China’s decision to change the method of setting its currency exchange rate caused global shock waves last week. ‘Biggest devaluation in two decades!’ was a typical headline.
Is this a real story? Is the world about to experience even more deflation risk as a result of a 4 percent drop in China’s yuan over a two-day period? Does the addition of a new uncertainty–possible further yuan depreciation–usher in another leg down for already challenged emerging market (EM) assets? Or is this a storm in a Chinese teapot?
Let’s first inject some perspective into this debate: a 4 percent drop is not big. Consider:
1. The currency is one of the few to have appreciated against the US dollar over the past five years (up 6 percent as of last Thursday), Thomson Reuters data show. The yuan is up about a quarter on a trade-weighted basis and has trounced every EM currency over the same period, the data show.
2. A real depreciation, say 10 percent or more, would stimulate exports and add to global deflation. This simply hasn’t happened–yet.
3. The small move modestly helps net trade, in itself a modest contributor to China’s economic growth. (It does help at the margin–and it has the potential to boost asset prices against a backdrop of slowly declining GDP growth.)
What matters more is whether this change ushers in a period of sustained currency depreciation. The yuan’s slow and substantial appreciation over the past decade indicated Beijing had abandoned the use of foreign exchange (FX) policy to stimulate the economy. Dusting off this tool and re-applying it would constitute a threat to EM stability in particular.
If we take the People’s Bank of China (PBC) at its word, the change toward a market-determined exchange rate is part and parcel of financial liberalization – and nothing more.
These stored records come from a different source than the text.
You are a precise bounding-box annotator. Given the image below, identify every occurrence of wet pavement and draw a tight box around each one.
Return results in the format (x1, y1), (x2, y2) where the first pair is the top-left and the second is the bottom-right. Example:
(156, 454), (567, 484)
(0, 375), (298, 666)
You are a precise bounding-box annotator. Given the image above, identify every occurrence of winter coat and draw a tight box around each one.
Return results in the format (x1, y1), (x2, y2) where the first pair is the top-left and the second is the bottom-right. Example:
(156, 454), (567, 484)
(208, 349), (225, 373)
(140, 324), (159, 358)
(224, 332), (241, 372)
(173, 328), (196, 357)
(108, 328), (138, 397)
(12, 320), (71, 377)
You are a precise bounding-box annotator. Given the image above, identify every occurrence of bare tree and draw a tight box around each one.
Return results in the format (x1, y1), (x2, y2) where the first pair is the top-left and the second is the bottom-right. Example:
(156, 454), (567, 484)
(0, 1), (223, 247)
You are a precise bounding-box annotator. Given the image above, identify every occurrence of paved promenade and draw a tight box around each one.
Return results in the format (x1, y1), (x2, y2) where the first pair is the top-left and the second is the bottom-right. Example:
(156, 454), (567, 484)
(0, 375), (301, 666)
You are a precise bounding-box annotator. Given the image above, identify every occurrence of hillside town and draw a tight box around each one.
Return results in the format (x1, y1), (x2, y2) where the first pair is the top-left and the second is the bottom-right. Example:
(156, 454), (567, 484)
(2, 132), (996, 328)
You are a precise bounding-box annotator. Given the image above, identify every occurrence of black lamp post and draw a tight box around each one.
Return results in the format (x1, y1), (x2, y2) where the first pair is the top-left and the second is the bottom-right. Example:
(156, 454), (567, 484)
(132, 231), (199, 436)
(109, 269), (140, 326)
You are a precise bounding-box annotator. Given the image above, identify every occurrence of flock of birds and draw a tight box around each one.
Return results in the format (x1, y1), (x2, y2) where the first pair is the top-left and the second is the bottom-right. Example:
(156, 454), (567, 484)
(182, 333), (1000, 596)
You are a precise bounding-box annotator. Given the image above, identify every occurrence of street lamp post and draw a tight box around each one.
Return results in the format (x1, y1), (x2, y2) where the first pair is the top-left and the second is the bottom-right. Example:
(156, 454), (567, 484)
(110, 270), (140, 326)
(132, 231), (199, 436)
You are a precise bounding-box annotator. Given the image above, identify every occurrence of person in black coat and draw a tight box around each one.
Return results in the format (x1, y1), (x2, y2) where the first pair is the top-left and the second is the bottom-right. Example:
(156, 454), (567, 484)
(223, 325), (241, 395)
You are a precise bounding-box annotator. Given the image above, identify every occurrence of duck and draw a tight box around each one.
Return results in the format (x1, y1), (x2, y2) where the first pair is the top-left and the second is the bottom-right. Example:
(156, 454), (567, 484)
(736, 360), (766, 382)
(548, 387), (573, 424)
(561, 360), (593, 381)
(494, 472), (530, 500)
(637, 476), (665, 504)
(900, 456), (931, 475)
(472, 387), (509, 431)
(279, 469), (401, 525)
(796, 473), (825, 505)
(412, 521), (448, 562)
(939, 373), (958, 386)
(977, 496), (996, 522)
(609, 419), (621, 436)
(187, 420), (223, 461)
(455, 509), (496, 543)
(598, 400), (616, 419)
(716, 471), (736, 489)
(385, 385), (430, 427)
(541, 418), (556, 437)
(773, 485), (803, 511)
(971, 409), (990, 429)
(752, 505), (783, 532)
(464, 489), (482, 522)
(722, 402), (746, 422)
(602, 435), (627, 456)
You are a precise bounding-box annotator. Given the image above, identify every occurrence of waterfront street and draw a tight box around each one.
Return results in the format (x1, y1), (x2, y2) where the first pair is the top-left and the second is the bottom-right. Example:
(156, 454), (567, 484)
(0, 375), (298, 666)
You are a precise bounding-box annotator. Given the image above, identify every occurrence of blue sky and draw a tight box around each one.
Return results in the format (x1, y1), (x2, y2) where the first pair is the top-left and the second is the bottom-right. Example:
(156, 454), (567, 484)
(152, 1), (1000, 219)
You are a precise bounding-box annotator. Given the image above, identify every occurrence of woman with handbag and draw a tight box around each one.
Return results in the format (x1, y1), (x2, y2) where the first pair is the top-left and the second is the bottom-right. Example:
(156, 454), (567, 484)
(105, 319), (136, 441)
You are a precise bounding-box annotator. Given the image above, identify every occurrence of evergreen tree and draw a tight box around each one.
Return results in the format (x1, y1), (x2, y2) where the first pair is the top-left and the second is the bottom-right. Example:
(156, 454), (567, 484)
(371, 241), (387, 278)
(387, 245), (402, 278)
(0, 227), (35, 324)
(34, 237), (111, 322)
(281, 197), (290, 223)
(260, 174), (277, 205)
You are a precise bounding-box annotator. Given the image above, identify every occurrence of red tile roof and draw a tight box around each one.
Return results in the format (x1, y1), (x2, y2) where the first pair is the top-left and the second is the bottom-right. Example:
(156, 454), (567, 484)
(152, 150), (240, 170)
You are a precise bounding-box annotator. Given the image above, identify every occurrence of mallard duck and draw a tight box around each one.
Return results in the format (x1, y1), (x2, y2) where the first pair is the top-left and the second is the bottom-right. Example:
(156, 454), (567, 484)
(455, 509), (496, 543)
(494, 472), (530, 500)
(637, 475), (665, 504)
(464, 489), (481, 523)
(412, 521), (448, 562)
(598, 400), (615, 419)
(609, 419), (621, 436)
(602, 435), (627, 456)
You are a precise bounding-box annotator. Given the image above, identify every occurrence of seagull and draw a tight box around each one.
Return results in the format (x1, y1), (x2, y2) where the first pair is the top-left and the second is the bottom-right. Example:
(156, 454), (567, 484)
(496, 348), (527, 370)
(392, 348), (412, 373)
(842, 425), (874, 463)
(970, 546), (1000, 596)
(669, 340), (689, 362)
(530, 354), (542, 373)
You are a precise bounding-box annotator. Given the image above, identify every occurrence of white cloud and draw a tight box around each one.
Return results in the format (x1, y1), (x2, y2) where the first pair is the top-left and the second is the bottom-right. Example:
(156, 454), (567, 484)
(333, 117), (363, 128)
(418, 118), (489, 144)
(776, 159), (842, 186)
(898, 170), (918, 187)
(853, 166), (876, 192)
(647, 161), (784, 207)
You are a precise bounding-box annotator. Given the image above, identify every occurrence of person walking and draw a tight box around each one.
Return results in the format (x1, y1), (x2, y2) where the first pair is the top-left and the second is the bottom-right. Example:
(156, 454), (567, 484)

The jury is still out. Do take into account that the world’s second-largest economy faces material challenges. Among them: a currency that was dragged higher by a strengthening U.S. dollar at a time when the economy is slowing. Asian and commodity-producing economies in particular depend on China, and catch a cold when it sneezes.
China’s authorities have made it clear through verbal and financial intervention that they feel uncomfortable about excessive currency volatility. We would expect a firm hand on the tiller to help smooth a depreciation. Beijing has substantive tools at its disposal: gargantuan foreign exchange reserves, close control over the conduits of domestic finance, a current account surplus and a near-monopoly on yuan assets held on shore. A slow and managed depreciation would not surprise me.
Where does this leave EM assets? Weak or falling domestic demand and trade growth, an appreciating U.S. dollar and slumping commodity prices have already taken a toll. The prospect of a weakening yuan and subsequent rounds of competitive EM currency depreciations make matters worse. They only add to other challenges such as dwindling corporate profits, declines in productivity and a dispirited investor base. At the very least, losing the anchor of a near-fixed exchange rate raises volatility. EM assets are starting to look cheap, but it’s too soon to grasp this particular nettle, as I wrote the other week in ‘Emerging market equities: close but no cigar‘.
So which is it? A yuan yawn or nightmare? Neither one appears appropriate at this time. It is more than a yawn, particularly for the emerging world. Yet it is hard to see it quickly morphing into a nightmare. All we know is that the yuan is an important yarn with an unknown ending.
For Chinese citizens, the yuan depreciation appears a side show for now. The story did not show up in the top 10 most popular searches on China’s domestic search engine Baidu on Thursday (not for the day and neither for the week). The currency news was edged out by entertainment gossip, crime, the explosion in the harbour city of Tianjin and a NASA robot cruising the planet Mars transmitting an image of what looked like a woman, the website showed.
The yuan yarn could dissipate from global financial markets as well. Markets care about the shark closest to the boat, as my colleague Rick Rieder says. They are unable to focus on more than a single issue at a time. The next cab off the rank is next month’s U.S. Federal Reserve meeting–when we expect the central bank to raise interest rates for the first time in almost a decade. Federal funds futures contracts had slipped to pricing in less-than-even odds for a September rate increase by Thursday, according to Bloomberg data. This appeared to be one of the biggest overreactions of the week’s febrile markets.